Katherine Mackwood has no confidence in the Fraser Institute’s assessment of secondary schools in the region.

“It is well known, or it should be well known, that the Fraser Institute’s mandate is to privatize education,” said the president of the Yukon Teachers’ Association. “They’re not education’s friend.”

The institute’s most recent report, which showed failing grades for both FH Collins and Porter Creek Secondary Schools, refers to students as clients, she noted.

“Students are children, they’re not economic units,” she said.

“There is no reason – no basis – to assume that the best possible education for the largest number of children can be delivered by government-run schools,” said Peter Cowley, the lead author of the Fraser Institute’s newest report card for BC/Yukon secondary schools. “It’s a limiter to suggest that only government-run schools can provide better quality education for kids. It implies that governments are paragons for innovation and improvement.”

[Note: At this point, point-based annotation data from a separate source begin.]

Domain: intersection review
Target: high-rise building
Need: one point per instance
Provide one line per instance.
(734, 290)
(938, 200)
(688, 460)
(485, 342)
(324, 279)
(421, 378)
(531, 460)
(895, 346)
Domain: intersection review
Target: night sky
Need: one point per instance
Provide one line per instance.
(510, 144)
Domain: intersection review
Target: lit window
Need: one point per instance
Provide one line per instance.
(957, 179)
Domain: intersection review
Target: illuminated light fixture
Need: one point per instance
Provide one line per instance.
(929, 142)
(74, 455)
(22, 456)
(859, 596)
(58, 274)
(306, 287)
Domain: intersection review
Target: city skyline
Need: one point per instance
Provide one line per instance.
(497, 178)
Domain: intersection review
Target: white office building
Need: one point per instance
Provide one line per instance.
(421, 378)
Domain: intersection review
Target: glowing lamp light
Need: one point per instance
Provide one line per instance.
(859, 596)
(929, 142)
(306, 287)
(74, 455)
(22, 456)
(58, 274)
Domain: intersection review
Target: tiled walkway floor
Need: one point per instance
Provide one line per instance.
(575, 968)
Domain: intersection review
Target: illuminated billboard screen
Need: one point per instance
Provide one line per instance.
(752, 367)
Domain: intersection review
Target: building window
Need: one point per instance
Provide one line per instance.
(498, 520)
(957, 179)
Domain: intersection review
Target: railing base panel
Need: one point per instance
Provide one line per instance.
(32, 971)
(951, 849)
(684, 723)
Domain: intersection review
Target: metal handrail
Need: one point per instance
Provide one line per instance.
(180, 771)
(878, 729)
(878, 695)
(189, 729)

Mackwood also challenges how the institute gauges schools.

The institute relies on report cards from the students’ marks on standardized tests for the region.

“To give the Fraser Institute validity in this regard is, to me, ludicrous,” she said. “To rate on these tests that they write, it doesn’t make sense to me.”

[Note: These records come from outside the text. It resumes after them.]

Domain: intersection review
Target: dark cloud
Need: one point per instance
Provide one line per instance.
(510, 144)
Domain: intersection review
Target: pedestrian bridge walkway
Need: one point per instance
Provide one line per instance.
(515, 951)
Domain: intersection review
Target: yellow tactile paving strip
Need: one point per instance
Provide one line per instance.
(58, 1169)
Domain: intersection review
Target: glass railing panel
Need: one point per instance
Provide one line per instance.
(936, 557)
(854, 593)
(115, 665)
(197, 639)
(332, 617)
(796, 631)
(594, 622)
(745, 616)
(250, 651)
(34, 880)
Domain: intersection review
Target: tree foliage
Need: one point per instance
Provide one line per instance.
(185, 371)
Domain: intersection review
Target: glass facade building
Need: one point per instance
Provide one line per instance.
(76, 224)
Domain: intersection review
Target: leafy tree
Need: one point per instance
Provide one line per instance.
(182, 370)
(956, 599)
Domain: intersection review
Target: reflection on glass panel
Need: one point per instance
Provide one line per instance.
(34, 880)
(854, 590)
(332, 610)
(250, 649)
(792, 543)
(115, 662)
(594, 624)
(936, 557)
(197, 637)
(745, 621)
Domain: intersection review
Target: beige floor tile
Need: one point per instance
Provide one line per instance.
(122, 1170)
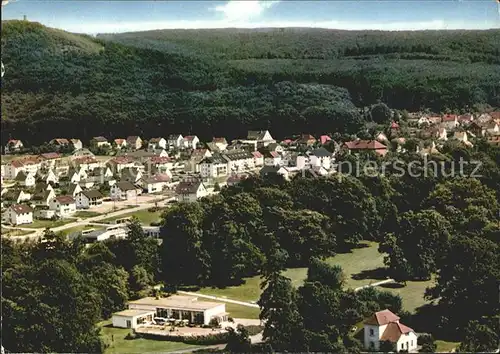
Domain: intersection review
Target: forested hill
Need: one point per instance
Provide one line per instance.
(224, 82)
(313, 43)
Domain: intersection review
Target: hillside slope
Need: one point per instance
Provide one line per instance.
(121, 90)
(216, 82)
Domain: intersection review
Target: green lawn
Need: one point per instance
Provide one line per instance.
(412, 294)
(86, 214)
(115, 338)
(77, 229)
(37, 224)
(144, 217)
(14, 232)
(445, 347)
(362, 266)
(360, 259)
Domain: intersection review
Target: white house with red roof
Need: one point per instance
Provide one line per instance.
(156, 183)
(258, 158)
(324, 139)
(120, 143)
(59, 142)
(157, 143)
(13, 145)
(221, 143)
(384, 326)
(120, 162)
(191, 142)
(64, 205)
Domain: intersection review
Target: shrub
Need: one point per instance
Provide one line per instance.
(253, 330)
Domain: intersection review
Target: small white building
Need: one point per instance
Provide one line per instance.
(157, 143)
(18, 214)
(100, 141)
(132, 318)
(191, 142)
(124, 191)
(384, 326)
(190, 191)
(321, 158)
(64, 205)
(214, 166)
(175, 141)
(77, 144)
(74, 189)
(25, 179)
(177, 307)
(12, 168)
(88, 198)
(134, 142)
(155, 184)
(220, 143)
(13, 145)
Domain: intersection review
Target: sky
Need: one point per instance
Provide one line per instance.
(92, 17)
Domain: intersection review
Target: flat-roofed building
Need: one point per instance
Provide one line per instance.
(177, 307)
(132, 318)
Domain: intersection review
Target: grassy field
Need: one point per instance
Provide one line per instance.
(445, 347)
(14, 232)
(77, 229)
(86, 214)
(115, 338)
(144, 216)
(362, 266)
(37, 224)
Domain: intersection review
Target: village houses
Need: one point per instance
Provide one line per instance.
(88, 198)
(357, 146)
(63, 205)
(124, 191)
(13, 146)
(120, 143)
(190, 191)
(175, 141)
(134, 142)
(220, 143)
(76, 143)
(25, 179)
(100, 142)
(19, 214)
(157, 143)
(191, 142)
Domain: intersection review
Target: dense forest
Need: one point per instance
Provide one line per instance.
(427, 226)
(224, 82)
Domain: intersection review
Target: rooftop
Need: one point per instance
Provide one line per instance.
(177, 302)
(132, 313)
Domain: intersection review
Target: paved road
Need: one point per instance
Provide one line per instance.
(38, 232)
(223, 299)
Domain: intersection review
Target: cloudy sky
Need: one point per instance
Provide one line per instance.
(93, 16)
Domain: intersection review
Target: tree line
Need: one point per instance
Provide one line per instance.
(60, 84)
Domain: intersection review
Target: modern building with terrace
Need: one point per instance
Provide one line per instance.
(175, 307)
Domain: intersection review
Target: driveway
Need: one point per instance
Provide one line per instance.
(39, 232)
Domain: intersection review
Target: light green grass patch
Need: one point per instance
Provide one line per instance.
(115, 338)
(39, 224)
(144, 216)
(445, 347)
(86, 214)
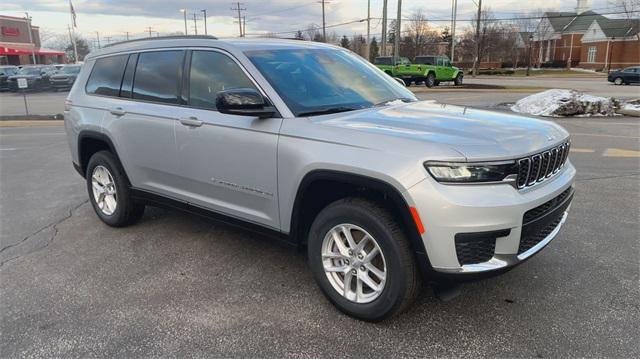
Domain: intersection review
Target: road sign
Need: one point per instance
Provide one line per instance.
(22, 83)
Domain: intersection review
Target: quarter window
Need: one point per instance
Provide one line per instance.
(106, 75)
(212, 72)
(158, 76)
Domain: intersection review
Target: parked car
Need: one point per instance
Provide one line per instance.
(627, 76)
(309, 143)
(5, 73)
(64, 78)
(439, 70)
(37, 77)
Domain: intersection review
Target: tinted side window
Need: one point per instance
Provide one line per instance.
(127, 79)
(158, 76)
(212, 72)
(106, 75)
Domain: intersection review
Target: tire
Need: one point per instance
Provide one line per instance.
(431, 80)
(106, 171)
(394, 259)
(458, 80)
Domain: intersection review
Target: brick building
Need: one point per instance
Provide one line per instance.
(586, 39)
(18, 48)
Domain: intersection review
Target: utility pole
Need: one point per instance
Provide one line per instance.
(204, 16)
(476, 63)
(454, 15)
(75, 52)
(383, 47)
(368, 30)
(244, 25)
(195, 23)
(184, 13)
(239, 9)
(324, 24)
(33, 45)
(396, 38)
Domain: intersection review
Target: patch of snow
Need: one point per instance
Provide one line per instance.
(558, 103)
(394, 102)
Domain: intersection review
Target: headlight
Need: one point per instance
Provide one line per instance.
(470, 172)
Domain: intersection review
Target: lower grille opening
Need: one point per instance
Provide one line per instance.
(479, 247)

Standardized tests don’t consider the whole picture, said Mackwood.

“What else would you like us to judge it on?” Cowley asked.

More than 13 years ago, before being hired by the Fraser Institute, Cowley starting rating schools on his own website.

He did so as a concerned parent.

But he quickly realized he had no objective evidence to support the concerns voiced by other parents or their kids.

He wanted parents and children to be able to analyze their choice of school – not by subjective and usually outdated reputations, but by impartial data, he said.

Soon enough, he discovered the regional tests.

These tests are not created within the territory and are based on Outside curricula, said Mackwood.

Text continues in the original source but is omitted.